External attack surface management firm WatchTowr conducted an examination of the JSONFormatter and CodeBeautify online platforms, revealing a critical vulnerability in their Recent Links feature. This functionality unintentionally granted access to JSON snippets that users had saved on the services’ servers, often for the purposes of temporary sharing or formatting. These snippets frequently contained highly sensitive corporate data.
The exposure mechanism was simple yet effective: when a user clicked the ‘save’ button, the platform generated a unique, public URL for that page. Crucially, this URL was then added to the user’s Recent Links page, which was implemented without any protection layer, leaving the saved content accessible to anyone who knew or could guess the link. The predictable, structured URL format of the Recent Links pages made them easy targets for basic scraping and retrieval.

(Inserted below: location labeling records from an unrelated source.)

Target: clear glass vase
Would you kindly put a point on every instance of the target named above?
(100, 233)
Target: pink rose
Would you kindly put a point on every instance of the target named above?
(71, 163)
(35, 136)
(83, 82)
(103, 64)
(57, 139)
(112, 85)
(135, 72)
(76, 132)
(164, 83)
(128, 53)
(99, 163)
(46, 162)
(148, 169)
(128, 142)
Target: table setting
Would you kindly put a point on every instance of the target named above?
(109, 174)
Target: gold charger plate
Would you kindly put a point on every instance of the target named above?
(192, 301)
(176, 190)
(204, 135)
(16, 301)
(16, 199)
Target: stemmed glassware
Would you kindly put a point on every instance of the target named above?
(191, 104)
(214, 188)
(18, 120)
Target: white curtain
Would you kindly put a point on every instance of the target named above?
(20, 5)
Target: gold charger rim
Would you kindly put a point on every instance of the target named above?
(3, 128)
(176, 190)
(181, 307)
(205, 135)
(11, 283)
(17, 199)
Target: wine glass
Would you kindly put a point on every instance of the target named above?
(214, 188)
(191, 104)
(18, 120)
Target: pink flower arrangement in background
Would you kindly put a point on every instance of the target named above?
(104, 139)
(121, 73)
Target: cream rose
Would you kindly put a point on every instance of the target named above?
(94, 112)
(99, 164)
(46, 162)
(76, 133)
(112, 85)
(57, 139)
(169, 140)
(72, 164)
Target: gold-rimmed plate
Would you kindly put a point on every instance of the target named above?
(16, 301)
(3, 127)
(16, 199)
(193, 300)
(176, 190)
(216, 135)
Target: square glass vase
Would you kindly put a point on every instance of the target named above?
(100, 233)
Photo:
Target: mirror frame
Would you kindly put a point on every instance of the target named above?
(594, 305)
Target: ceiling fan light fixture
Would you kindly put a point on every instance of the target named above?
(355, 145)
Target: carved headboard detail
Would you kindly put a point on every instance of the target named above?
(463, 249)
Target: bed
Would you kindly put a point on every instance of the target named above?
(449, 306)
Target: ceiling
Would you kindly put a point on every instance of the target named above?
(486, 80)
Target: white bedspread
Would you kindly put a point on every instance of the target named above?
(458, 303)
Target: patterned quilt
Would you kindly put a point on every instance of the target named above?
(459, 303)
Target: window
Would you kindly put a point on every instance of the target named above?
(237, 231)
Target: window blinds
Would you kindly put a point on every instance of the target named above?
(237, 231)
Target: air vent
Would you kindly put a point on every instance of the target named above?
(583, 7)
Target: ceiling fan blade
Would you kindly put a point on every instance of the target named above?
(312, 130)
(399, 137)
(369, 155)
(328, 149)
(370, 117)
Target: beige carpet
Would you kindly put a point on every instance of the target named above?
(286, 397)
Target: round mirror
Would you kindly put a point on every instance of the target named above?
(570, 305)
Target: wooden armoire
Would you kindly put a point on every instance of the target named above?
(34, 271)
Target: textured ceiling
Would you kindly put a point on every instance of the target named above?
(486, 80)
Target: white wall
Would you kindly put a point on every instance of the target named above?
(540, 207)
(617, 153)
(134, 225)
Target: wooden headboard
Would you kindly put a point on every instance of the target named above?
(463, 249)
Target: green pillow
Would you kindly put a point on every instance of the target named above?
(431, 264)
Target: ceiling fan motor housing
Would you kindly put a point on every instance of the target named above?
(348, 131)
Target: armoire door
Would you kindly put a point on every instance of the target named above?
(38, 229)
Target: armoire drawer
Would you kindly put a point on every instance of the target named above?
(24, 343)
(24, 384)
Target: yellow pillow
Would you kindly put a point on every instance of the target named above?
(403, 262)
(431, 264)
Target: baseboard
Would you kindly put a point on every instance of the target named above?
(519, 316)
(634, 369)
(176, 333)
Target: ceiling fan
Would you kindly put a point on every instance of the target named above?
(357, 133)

Leveraging this lack of protection, WatchTowr’s researchers successfully scraped these public “Recent Links” pages. By pulling the raw data using the platforms’ getDataFromID API endpoints, they amassed a significant dataset. This collection included over 80,000 user pastes, representing five years of data from JSONFormatter and one year from CodeBeautify, all containing various sensitive details.
The range of exposed information was extensive and alarming, impacting numerous high-risk sectors like government, critical infrastructure, banking, insurance, aerospace, healthcare, education, cybersecurity, and telecommunications. The leaked data included: Active Directory credentials, cloud and database credentials, private keys, code repository tokens, CI/CD secrets, API tokens, payment gateway keys, and even SSH session recordings. Furthermore, large amounts of personally identifiable information (PII), including know-your-customer (KYC) data, were also discovered.
Specific examples highlighted the severity of the leak, such as finding an AWS credential set utilized by an international stock exchange’s Splunk SOAR system, and bank credentials exposed within an MSSP onboarding email. In another instance, researchers uncovered “materially sensitive information” belonging to a cybersecurity company. This sensitive content included encrypted credentials for a highly sensitive configuration file, SSL certificate private key passwords, external and internal hostnames and IP addresses, and detailed paths to critical files like keys, certificates, and configuration files.